About
Figure: The bwForCluster NEMO for Elementary Particle Physics, Neuroscience and Microsystems Engineering
Figure: bwForCluster NEMO Schematic
For a detailed NEMO documentation refer to the central wiki.
Hardware and Architecture
Software and Operating System
Operating System: CentOS Linux 7 (similar to RHEL 7)
Queuing System: MOAB / Torque (see Batch Jobs for help)
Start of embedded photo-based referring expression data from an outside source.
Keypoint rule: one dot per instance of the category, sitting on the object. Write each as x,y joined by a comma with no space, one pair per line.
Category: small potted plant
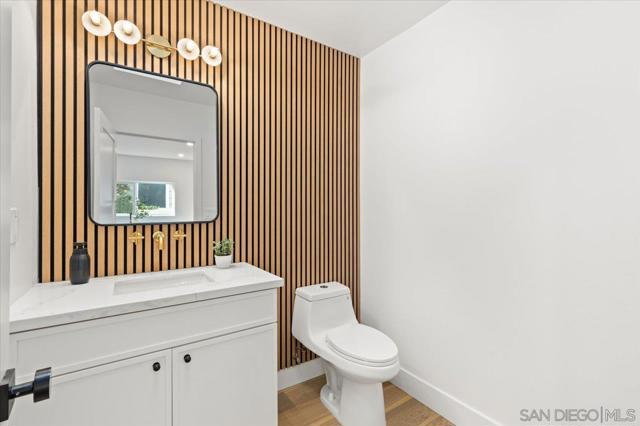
223,251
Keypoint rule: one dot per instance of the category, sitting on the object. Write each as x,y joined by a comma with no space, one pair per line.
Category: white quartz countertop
51,304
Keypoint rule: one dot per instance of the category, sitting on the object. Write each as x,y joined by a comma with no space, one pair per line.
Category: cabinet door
123,393
227,381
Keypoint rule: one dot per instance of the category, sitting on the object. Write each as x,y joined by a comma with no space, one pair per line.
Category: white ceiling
352,26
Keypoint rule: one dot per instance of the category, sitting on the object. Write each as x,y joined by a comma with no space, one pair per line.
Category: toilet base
352,403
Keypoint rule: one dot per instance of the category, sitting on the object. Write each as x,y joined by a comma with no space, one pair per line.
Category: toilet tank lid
322,291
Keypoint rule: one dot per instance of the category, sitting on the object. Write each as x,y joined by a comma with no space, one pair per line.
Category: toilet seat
363,345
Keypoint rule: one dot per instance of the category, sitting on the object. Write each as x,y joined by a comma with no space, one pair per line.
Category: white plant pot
224,261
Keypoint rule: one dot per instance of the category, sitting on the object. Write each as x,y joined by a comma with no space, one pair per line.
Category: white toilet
356,358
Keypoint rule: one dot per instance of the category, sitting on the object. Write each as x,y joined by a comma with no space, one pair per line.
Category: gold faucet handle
179,235
136,237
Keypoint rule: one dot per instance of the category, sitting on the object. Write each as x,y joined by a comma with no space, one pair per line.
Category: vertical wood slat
289,132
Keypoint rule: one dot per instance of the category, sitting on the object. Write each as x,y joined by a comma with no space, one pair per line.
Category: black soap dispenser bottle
79,264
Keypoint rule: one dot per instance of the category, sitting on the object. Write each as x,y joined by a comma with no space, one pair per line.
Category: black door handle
9,391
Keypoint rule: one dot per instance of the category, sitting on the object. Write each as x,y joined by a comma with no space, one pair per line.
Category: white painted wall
152,169
501,205
24,146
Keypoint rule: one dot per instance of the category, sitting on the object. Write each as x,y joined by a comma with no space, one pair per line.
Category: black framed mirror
152,147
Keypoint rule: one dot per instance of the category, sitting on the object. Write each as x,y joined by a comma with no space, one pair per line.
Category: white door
133,392
105,168
227,381
5,176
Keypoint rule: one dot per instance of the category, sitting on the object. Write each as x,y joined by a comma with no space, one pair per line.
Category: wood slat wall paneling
289,129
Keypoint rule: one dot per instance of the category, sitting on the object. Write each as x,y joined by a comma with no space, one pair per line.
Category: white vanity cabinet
207,361
127,392
228,381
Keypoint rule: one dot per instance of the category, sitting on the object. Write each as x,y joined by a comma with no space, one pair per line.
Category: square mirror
152,151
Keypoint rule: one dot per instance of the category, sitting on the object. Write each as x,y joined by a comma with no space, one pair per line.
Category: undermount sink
159,281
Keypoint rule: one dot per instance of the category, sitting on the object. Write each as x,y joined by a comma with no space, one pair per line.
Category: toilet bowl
356,358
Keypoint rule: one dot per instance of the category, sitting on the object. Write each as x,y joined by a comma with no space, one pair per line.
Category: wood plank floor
300,405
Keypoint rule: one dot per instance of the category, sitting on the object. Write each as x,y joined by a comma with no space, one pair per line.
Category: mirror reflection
153,148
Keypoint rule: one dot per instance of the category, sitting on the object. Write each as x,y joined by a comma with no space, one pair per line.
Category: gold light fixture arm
136,237
127,32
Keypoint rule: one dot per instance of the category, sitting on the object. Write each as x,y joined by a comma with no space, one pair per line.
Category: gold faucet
179,235
158,237
136,237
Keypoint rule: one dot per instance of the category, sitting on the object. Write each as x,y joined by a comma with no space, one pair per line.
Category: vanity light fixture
96,23
127,32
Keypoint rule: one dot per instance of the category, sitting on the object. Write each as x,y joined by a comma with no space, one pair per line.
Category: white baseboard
441,402
300,373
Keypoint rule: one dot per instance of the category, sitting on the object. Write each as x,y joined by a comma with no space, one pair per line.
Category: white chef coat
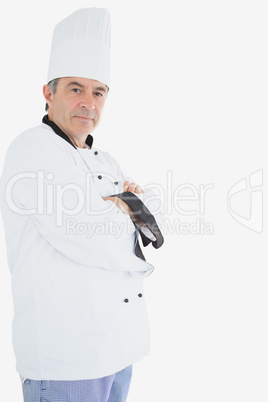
79,308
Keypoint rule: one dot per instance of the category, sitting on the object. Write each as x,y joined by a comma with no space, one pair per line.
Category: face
77,105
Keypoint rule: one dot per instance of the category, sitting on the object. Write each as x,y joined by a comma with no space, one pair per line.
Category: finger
125,185
132,187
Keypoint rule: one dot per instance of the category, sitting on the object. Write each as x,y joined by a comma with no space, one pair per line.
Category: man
71,221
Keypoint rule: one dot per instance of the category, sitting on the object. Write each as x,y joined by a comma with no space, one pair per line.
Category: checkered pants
113,388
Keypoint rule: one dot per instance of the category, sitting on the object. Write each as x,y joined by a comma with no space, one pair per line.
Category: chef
72,222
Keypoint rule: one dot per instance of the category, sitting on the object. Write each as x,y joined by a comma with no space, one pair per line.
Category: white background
188,105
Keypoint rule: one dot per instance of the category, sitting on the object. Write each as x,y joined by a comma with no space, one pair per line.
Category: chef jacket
77,284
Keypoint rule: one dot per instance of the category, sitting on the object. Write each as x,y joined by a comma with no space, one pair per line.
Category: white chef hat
81,46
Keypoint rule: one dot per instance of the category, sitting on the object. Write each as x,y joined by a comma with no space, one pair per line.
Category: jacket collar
57,130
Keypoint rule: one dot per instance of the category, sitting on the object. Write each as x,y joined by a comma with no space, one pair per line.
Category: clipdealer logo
245,201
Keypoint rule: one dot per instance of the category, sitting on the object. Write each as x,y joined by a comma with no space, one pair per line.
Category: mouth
84,118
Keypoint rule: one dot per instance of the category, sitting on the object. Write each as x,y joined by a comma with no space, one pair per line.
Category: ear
47,95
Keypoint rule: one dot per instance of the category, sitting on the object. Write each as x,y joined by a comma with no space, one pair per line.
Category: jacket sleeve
42,185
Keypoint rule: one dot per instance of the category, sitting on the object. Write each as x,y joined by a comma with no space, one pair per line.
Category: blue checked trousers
113,388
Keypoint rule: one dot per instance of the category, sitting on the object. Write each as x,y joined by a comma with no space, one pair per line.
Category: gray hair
53,87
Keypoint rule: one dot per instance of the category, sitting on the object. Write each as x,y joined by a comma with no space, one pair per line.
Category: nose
88,102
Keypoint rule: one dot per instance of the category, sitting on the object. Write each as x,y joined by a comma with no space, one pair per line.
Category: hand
120,204
133,187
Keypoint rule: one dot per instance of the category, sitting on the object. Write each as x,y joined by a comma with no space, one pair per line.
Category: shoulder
37,140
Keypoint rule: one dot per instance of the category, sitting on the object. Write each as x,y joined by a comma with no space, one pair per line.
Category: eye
76,90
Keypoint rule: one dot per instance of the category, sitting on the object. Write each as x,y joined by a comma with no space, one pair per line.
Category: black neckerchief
57,130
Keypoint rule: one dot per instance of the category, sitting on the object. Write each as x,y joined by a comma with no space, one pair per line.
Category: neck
78,140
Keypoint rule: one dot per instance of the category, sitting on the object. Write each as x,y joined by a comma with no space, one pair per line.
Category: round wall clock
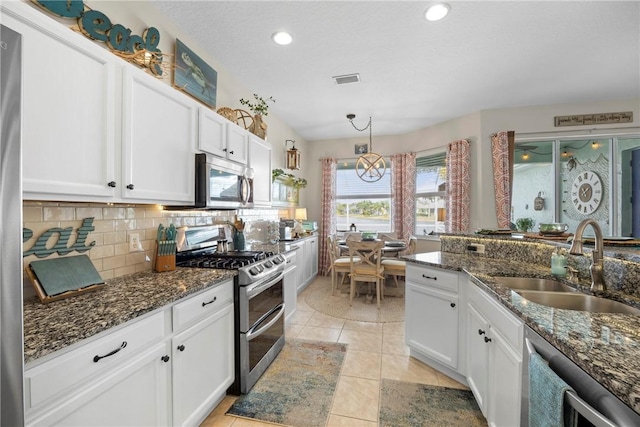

(Scientific) Libraries and Software: Environment Modules
Compute Nodes
For researchers from the scientific fields Neuroscience, Elementary Particle Physics and Microsystems Engineering the bwForCluster NEMO offers 900 compute nodes plus several special purpose nodes for login, interactive jobs, etc.
Special Purpose Nodes
Besides the classical compute node several nodes serve as login and preprocessing nodes, nodes for interactive jobs and nodes for creating virtual environments providing a virtual service environment.
Storage Architecture
The bwForCluster NEMO consists of two separate storage systems, one for the user's home directory $HOME and one serving as a workspace. The home directory is limited in space and parallel access but offers snapshots of your files and Backup. The workspace is a parallel file system which offers fast and parallel file access and a bigger capacity than the home directory. This storage is based on BeeGFS and can be accessed parallel from many nodes. Additionally, each compute node provides high-speed temporary storage on the node-local solid state disk (SSD) via the $TMPDIR environment variable.
High Performance Network
The compute nodes all are interconnected through the high performance network Omni-Path which offers a very small latency and 100 Gbit/s throughput. The parallel storage for the workspaces is attached via Omni-Path to all cluster nodes. For non-blocking communication 17 islands with 44 nodes and 880 cores each are available. The islands are connected with a blocking factor of 1:11 (or 400 Gbit/s for 44 nodes).